In this article we will discuss about the determination of DNA sequence.
The sequence of bases A, T, G, and C in genes and whole genome can provide useful information for understanding gene structure and organisation, encoded protein and cell behaviour. The first complete nucleotide sequence of an entire viral genome (φX174) was determined in 1977 in the laboratory of Frederick Sanger.
In the 90s two new methodologies were developed for sequencing DNA, one by Sanger and Coulson in Cambridge, England, the other by Maxam and Gilbert at Harvard University. The Sanger-Coulson technique is most widely used and is described. The technique is also called dideoxy sequencing or the chain termination method because di-deoxynucleotide triphosphates (ddNTPs) are the chain terminators of DNA synthesis.
To start the procedure, DNA is cleaved by a restriction enzyme to obtain a fragment which is denatured to get single-stranded DNA. The preparation is divided into four samples for four separate sequencing reactions (Fig. 23.12).
Each sample tube gets DNA polymerase, the four nucleotide triphosphates (dATP, dCTP, dGTP, and dTTP) and only one of the four di-deoxyribonucleoside triphosphates or ddNTPs (ddATP, ddCTP, ddGTP, and ddTTP).
A radiolabeled oligonucleotide primer for DNA synthesis is used that will hybridise to the 3′ end of the single-stranded fragment and allow addition of nucleotides into the growing complementary chain. The di-deoxynucleotide does not contain the deoxyribose 3′ hydroxyl group which is required for the formation of a phosphodiester bond between two nucleotides during DNA strand elongation.
Therefore, incorporation of a di-deoxynucleotide into the elongating DNA strand leads to termination of DNA chain synthesis, resulting in a series of labeled DNA fragments of varying lengths, all of which end at the base represented by the di-deoxynucleotide in each reaction. The size of each fragment is determined by its terminal di-deoxynucleotide.
The lengths of the fragments increase by one base at a time and gel electrophoresis can separate fragments that differ by only one nucleotide in length. The fragments are detected on X-ray film by subjecting the gel to autoradiography. Since each of the labelled fragments would migrate to a specific location in the gel, the sequence of the fragment can be read directly from the positions of the bands in the gel.
Automated systems are available for performing large-scale DNA sequencing.

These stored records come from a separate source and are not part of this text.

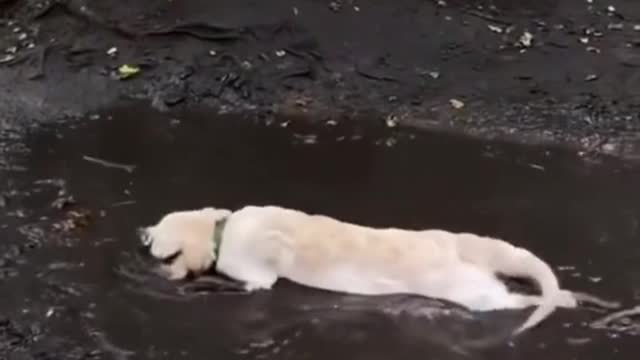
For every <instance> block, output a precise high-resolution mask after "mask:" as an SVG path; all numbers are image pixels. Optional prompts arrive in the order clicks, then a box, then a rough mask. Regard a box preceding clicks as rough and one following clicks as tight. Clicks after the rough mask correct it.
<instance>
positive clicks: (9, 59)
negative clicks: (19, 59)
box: [0, 55, 16, 64]
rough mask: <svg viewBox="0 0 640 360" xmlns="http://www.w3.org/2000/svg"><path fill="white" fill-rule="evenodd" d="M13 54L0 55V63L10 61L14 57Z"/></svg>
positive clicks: (2, 62) (10, 60) (0, 63)
mask: <svg viewBox="0 0 640 360" xmlns="http://www.w3.org/2000/svg"><path fill="white" fill-rule="evenodd" d="M15 58H16V57H15V55H5V56H2V57H0V64H4V63H8V62H11V61H13V60H14V59H15Z"/></svg>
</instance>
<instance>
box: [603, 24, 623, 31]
mask: <svg viewBox="0 0 640 360" xmlns="http://www.w3.org/2000/svg"><path fill="white" fill-rule="evenodd" d="M607 28H608V29H609V30H622V29H624V24H622V23H616V24H609V25H608V26H607Z"/></svg>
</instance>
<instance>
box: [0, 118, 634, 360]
mask: <svg viewBox="0 0 640 360" xmlns="http://www.w3.org/2000/svg"><path fill="white" fill-rule="evenodd" d="M285 123H286V126H285V125H284V124H285ZM302 123H303V121H302V119H286V121H285V120H283V119H280V120H272V121H271V122H270V124H268V125H267V124H266V123H265V121H264V120H252V119H242V118H239V117H232V116H226V117H225V116H215V115H211V114H209V113H206V112H204V111H202V112H197V111H194V112H191V113H188V114H177V113H174V114H160V113H156V112H152V111H151V110H148V109H147V108H146V107H143V106H140V105H127V106H124V105H123V106H122V107H118V108H113V109H109V110H108V111H104V112H103V113H102V114H101V116H100V118H96V117H92V119H90V120H87V121H86V122H84V124H83V125H81V126H78V127H77V128H75V129H70V128H69V126H65V127H63V126H60V127H58V128H56V127H51V128H49V129H45V130H39V131H37V132H34V133H33V134H32V135H31V136H29V138H28V142H27V144H26V145H27V147H28V148H29V149H30V153H29V154H27V155H25V156H23V157H20V158H19V159H16V160H15V163H14V165H19V166H21V167H24V169H23V171H19V169H18V170H16V171H4V172H3V173H2V174H1V175H2V176H3V177H4V179H3V180H2V184H3V186H5V189H4V193H5V200H6V205H5V207H4V208H2V207H0V221H1V224H3V225H2V226H1V228H0V238H1V239H2V241H1V242H0V254H2V257H0V294H2V295H1V296H0V355H2V358H3V359H4V358H6V359H170V360H176V359H296V360H298V359H329V358H331V359H345V360H347V359H349V360H352V359H367V360H375V359H425V358H428V359H458V358H474V359H501V360H502V359H531V360H534V359H540V358H546V359H562V360H566V359H610V358H615V359H629V360H631V359H632V358H633V359H635V358H636V357H637V349H638V340H637V339H638V338H637V336H638V334H640V330H639V326H638V325H637V324H635V323H633V322H628V323H622V324H621V325H620V324H619V325H620V326H618V327H617V328H616V329H609V330H595V329H590V328H589V327H588V326H587V324H588V323H589V322H590V321H592V320H594V319H597V318H599V317H600V316H602V315H604V314H602V313H599V312H596V311H594V310H590V309H584V308H582V309H578V310H560V311H558V312H556V313H554V314H553V315H552V316H551V318H549V320H547V321H546V322H544V323H543V324H542V325H541V326H540V327H539V328H536V329H534V330H533V331H531V332H529V333H527V334H525V335H523V336H522V337H520V338H518V339H517V341H515V342H514V343H505V344H502V345H498V346H495V347H493V348H491V349H485V350H469V349H465V347H464V344H465V341H467V340H470V339H476V338H480V337H483V336H489V335H491V334H496V333H504V331H505V329H507V330H508V329H511V328H513V327H515V326H516V325H517V324H519V323H520V321H522V320H523V319H524V318H525V317H526V315H527V313H526V312H496V313H485V314H470V313H467V312H465V311H463V310H461V309H458V308H455V307H453V306H450V305H446V304H443V303H439V302H437V301H431V300H426V299H420V298H415V297H409V296H395V297H382V298H367V297H356V296H345V295H340V294H330V293H325V292H321V291H315V290H311V289H307V288H303V287H300V286H296V285H294V284H291V283H286V282H282V283H279V284H278V286H276V288H275V290H273V291H271V292H263V293H259V294H251V295H244V294H237V293H225V292H215V291H206V292H205V291H203V292H194V291H185V290H184V288H183V287H182V286H181V285H179V284H172V283H169V282H166V281H164V280H162V279H159V278H158V277H156V276H155V275H153V274H152V273H151V272H150V271H149V267H148V265H149V264H147V263H146V262H145V260H144V259H143V258H141V257H140V256H138V253H137V251H136V247H137V245H138V244H137V239H136V238H135V232H134V229H135V227H137V226H140V225H144V224H148V223H150V222H152V221H155V220H157V218H158V216H160V215H162V214H163V213H165V212H168V211H174V210H177V209H185V208H196V207H201V206H206V205H211V206H219V207H227V208H238V207H240V206H243V205H246V204H257V205H260V204H277V205H282V206H288V207H294V208H298V209H302V210H306V211H310V212H320V213H324V214H327V215H331V216H334V217H338V218H341V219H343V220H347V221H353V222H358V223H362V224H366V225H371V226H389V225H393V226H399V227H410V228H429V227H437V228H444V229H447V230H452V231H471V232H476V233H480V234H486V235H491V236H497V237H502V238H505V239H508V240H510V241H512V242H514V243H517V244H519V245H523V246H526V247H528V248H530V249H531V250H533V251H534V252H536V253H537V254H539V255H540V256H541V257H543V258H544V259H545V260H547V261H548V262H550V263H551V264H553V265H554V267H556V268H558V274H559V276H560V278H561V281H562V283H563V285H565V286H567V287H569V288H571V289H575V290H581V291H588V292H591V293H593V294H596V295H599V296H603V297H606V298H608V299H612V300H618V301H622V302H623V303H624V305H625V306H632V305H635V304H636V303H638V302H639V301H640V285H639V284H640V242H639V241H638V237H639V231H638V230H639V225H638V221H639V219H640V195H639V194H638V191H637V184H638V183H639V180H640V170H639V169H637V168H633V167H632V166H630V165H625V164H623V163H619V162H616V161H613V160H607V161H603V162H599V163H592V162H585V161H584V159H582V158H580V157H579V156H577V155H575V154H573V153H569V152H565V151H562V150H557V149H545V148H527V147H518V146H513V145H507V144H489V143H484V142H479V141H471V140H466V139H460V138H456V137H451V136H445V135H437V134H424V133H421V134H419V133H411V132H408V131H400V130H397V129H395V128H394V129H388V128H386V127H385V126H384V125H383V122H382V121H381V122H380V123H381V124H382V125H381V126H364V125H362V124H365V123H368V124H371V123H372V122H371V121H368V122H362V123H359V122H355V123H353V122H351V125H342V124H341V122H340V121H339V124H338V125H337V126H333V125H326V124H321V125H319V126H307V125H302ZM84 155H87V156H92V157H96V158H100V159H105V160H109V161H113V162H118V163H123V164H130V165H135V166H136V168H135V170H134V171H133V172H127V171H124V170H123V169H120V168H110V167H105V166H102V165H99V164H96V163H94V162H91V161H87V160H85V159H83V156H84ZM44 179H50V180H49V181H43V180H44ZM51 179H54V180H51ZM61 191H62V193H60V192H61ZM67 195H72V196H73V197H74V199H75V200H76V202H77V204H76V205H75V206H72V207H70V208H68V209H71V210H78V209H86V210H88V211H90V212H91V214H92V218H91V219H90V220H89V225H88V226H86V227H81V228H80V229H79V230H77V231H70V232H67V231H62V232H59V231H58V232H56V231H54V230H52V225H53V224H54V223H60V221H61V220H62V219H64V218H65V216H66V215H65V211H62V210H58V209H55V208H52V207H51V206H50V204H51V203H52V202H53V201H54V200H56V199H58V198H60V197H65V196H67Z"/></svg>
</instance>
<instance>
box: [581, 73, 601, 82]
mask: <svg viewBox="0 0 640 360" xmlns="http://www.w3.org/2000/svg"><path fill="white" fill-rule="evenodd" d="M595 80H598V75H596V74H589V75H587V76H586V77H585V78H584V81H587V82H591V81H595Z"/></svg>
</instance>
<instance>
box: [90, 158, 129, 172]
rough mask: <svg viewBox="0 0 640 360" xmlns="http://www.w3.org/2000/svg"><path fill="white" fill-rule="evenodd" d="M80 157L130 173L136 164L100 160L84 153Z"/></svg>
mask: <svg viewBox="0 0 640 360" xmlns="http://www.w3.org/2000/svg"><path fill="white" fill-rule="evenodd" d="M82 158H83V159H84V160H86V161H89V162H92V163H95V164H98V165H102V166H104V167H108V168H113V169H120V170H124V171H126V172H129V173H132V172H133V170H135V168H136V166H135V165H126V164H119V163H116V162H112V161H108V160H102V159H98V158H95V157H92V156H88V155H84V156H82Z"/></svg>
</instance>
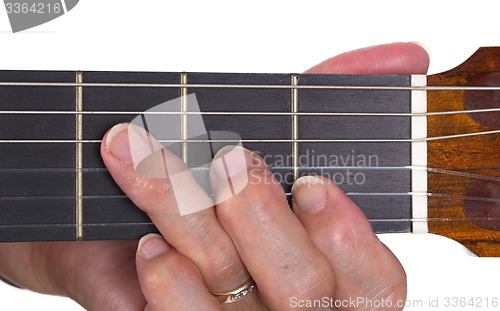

The di-deoxynucleotide reactions use fluorescently labelled primers. As the newly synthesised DNA fragments are migrating through the gel during electrophoresis, they pass through a laser beam that excites the fluorescent label. The emitted light of longer wavelength passes through a photomultiplier.
The computer collects and analyses the data. This type of automated DNA sequencing allows large-scale analysis for complete genome sequences of organisms including bacteria, yeasts, Drosophila, and is also being used for obtaining the complete sequence of the human genome.
Sequences determined by any sequencing method can be entered into databases in the computer. Several computer programs are available that allow further analysis and characterisation of the sequence.
Computer programs can be used to analyse DNA sequences for restriction-site location, for comparing a number of sequences, finding homologous regions, transcription regulatory sequences, and more. Programs can also search DNA sequences for possible protein-coding regions by finding a chain initiation codon in a frame with a stop codon.
Finding such an open reading frame (ORF) however, does not necessarily mean that the particular DNA sequence encodes a protein in the cell, something that can be determined only by doing a number of experiments.
Programs also exist that can translate a cloned DNA sequence into a theoretical amino acid sequence, and to make predictions about the structure and function of the protein. This is possible because the sequences of all sequenced proteins have been submitted into the databases, enabling scientists to make rapid comparisons by computer.